Menurut Lembaga Administrasi Negara
Republik Indonesia (1996:2) kebijakan merupakan ketentuan-ketentuan yang harus
dijadikan pedoman, pedoman atau petunjuk bagi setiap usaha, dan kegiatan
aparatur pemerintahan, sehingga tercapai kelancaran dan keterpaduan upaya mencapai tujuan. Berdasarkan pengertian
di atas, hakikat kebijakan merupakan peraturan-peraturan yang diperlakukan
dalam rangka mencapai tujuan tertentu. Tiga elemen kebijakan (Islamy, 2000:17)

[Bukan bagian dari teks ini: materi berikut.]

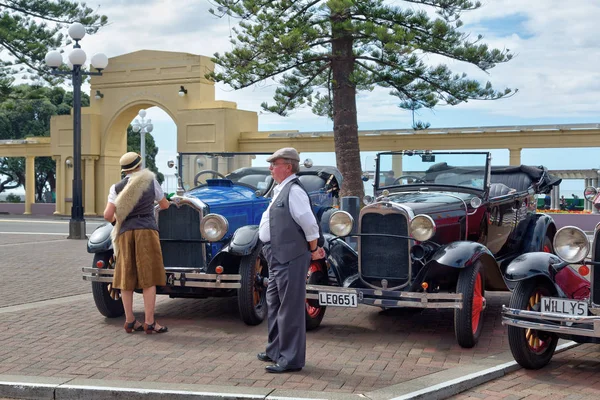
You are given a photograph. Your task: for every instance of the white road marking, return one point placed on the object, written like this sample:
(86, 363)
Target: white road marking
(35, 221)
(34, 233)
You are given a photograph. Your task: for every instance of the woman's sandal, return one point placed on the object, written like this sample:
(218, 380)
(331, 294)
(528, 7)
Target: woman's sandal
(149, 328)
(130, 326)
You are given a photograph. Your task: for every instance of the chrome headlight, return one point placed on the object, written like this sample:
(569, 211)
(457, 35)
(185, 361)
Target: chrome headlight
(340, 223)
(571, 244)
(213, 227)
(422, 227)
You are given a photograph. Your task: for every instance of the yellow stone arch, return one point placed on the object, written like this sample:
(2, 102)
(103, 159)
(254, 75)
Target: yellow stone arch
(135, 81)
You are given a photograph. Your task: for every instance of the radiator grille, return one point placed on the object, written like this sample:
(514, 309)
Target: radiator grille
(179, 231)
(596, 270)
(384, 257)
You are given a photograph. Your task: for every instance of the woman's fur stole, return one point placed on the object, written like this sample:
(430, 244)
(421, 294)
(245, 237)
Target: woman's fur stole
(137, 184)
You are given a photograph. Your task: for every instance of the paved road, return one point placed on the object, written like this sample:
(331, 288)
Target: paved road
(51, 328)
(41, 225)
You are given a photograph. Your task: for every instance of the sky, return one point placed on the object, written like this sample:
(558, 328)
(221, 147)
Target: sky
(555, 69)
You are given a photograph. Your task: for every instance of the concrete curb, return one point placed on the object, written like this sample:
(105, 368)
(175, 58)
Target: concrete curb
(458, 385)
(435, 386)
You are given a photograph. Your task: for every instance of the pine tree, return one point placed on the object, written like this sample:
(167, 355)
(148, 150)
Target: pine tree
(31, 28)
(322, 52)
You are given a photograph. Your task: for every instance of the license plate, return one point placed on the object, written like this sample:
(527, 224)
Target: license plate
(564, 306)
(338, 299)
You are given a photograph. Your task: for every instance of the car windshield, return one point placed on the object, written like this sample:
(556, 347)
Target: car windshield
(251, 170)
(418, 168)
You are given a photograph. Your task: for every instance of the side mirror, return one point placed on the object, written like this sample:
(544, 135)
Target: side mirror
(589, 193)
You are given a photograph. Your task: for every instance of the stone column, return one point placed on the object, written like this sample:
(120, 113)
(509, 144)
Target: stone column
(515, 156)
(60, 185)
(89, 189)
(29, 183)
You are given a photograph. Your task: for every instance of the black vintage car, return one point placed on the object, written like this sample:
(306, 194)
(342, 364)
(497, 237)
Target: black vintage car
(209, 233)
(442, 229)
(556, 296)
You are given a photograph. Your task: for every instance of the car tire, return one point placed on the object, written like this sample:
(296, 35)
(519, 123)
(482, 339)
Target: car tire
(315, 312)
(252, 299)
(532, 349)
(108, 301)
(468, 321)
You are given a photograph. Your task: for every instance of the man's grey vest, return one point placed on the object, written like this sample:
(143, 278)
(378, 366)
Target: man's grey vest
(142, 215)
(287, 237)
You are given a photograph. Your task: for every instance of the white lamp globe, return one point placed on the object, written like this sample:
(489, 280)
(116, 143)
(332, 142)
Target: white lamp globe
(53, 59)
(99, 61)
(77, 57)
(77, 31)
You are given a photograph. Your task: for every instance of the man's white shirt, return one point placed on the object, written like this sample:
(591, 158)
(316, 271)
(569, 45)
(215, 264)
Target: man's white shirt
(300, 210)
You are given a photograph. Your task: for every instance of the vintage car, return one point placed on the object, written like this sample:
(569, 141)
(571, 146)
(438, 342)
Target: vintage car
(209, 233)
(556, 296)
(437, 235)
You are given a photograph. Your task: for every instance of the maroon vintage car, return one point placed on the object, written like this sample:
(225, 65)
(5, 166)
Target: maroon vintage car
(440, 231)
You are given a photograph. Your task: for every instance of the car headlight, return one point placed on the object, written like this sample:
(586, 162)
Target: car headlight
(213, 227)
(422, 227)
(340, 223)
(571, 244)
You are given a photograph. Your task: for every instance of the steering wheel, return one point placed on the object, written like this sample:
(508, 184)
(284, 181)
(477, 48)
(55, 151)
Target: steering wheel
(207, 171)
(417, 179)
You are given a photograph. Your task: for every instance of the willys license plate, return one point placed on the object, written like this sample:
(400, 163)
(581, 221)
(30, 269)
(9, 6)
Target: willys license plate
(564, 306)
(338, 299)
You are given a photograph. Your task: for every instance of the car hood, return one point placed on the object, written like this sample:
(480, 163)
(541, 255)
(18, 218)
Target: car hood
(223, 193)
(427, 202)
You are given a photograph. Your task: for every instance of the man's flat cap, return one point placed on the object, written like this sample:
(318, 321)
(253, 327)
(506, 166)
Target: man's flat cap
(130, 161)
(288, 153)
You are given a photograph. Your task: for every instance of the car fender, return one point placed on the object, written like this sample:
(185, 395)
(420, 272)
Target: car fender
(100, 240)
(244, 241)
(461, 254)
(536, 232)
(534, 265)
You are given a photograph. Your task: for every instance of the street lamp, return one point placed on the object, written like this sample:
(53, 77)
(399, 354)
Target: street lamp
(142, 127)
(77, 58)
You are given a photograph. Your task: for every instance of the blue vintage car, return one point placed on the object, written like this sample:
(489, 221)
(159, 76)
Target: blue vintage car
(209, 234)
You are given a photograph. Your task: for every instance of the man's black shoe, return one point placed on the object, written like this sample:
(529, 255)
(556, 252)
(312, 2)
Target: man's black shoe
(278, 369)
(264, 357)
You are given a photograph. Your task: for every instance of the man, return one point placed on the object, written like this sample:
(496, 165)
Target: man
(574, 203)
(136, 245)
(289, 232)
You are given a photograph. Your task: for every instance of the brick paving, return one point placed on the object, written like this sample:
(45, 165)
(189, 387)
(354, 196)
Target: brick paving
(40, 267)
(355, 351)
(571, 375)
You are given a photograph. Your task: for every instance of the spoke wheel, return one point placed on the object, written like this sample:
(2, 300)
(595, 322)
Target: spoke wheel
(252, 295)
(531, 348)
(107, 299)
(468, 321)
(315, 312)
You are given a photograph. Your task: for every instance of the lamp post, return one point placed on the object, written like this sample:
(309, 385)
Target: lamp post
(142, 127)
(77, 58)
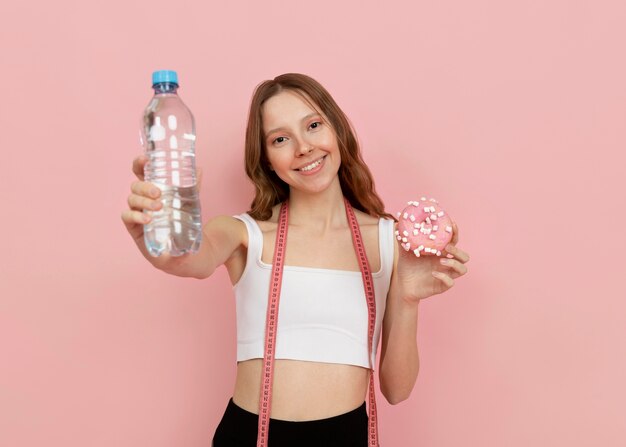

yaitu (1) identifikasi dari tujuan yang ingin dicapai, (2) taktik atau strategi
untuk mencapai tujuan yang diinginkan, (3) penyediaan berbagai input yang
memungkinkan pelaksanaan secara nyata dari taktik atau strategi tersebut.
Kinerja guru (Job Performance) merupakan
sejumlah hasil kegiatan yang telah dilaksanakan atau akan dilakukan oleh guru
sesuai profesinya sebagai guru. Suman (2005) mendefinisikan kinerja sebagai
“sesuatu yang dikerjakan atau produk/jasa yang dihasilkan atau diberikan oleh
seseorang kepada sekelompok orang”. Rao (dalam Mulyasa, 2007) mengemukakan
bahwa kinerja adalah hasil dari kemampuan serta usaha. Sedangkan menurut Porter
(2006) bahwa kinerja adalah succesfull role achievement yang diperoleh
seseorang dari perbuatannya. Kinerja merupakan perilaku yang ditampakkan oleh
individu atau kelompok. Dalam
mencapai sesuatu seseorang biasanya termotivasi oleh kinerja.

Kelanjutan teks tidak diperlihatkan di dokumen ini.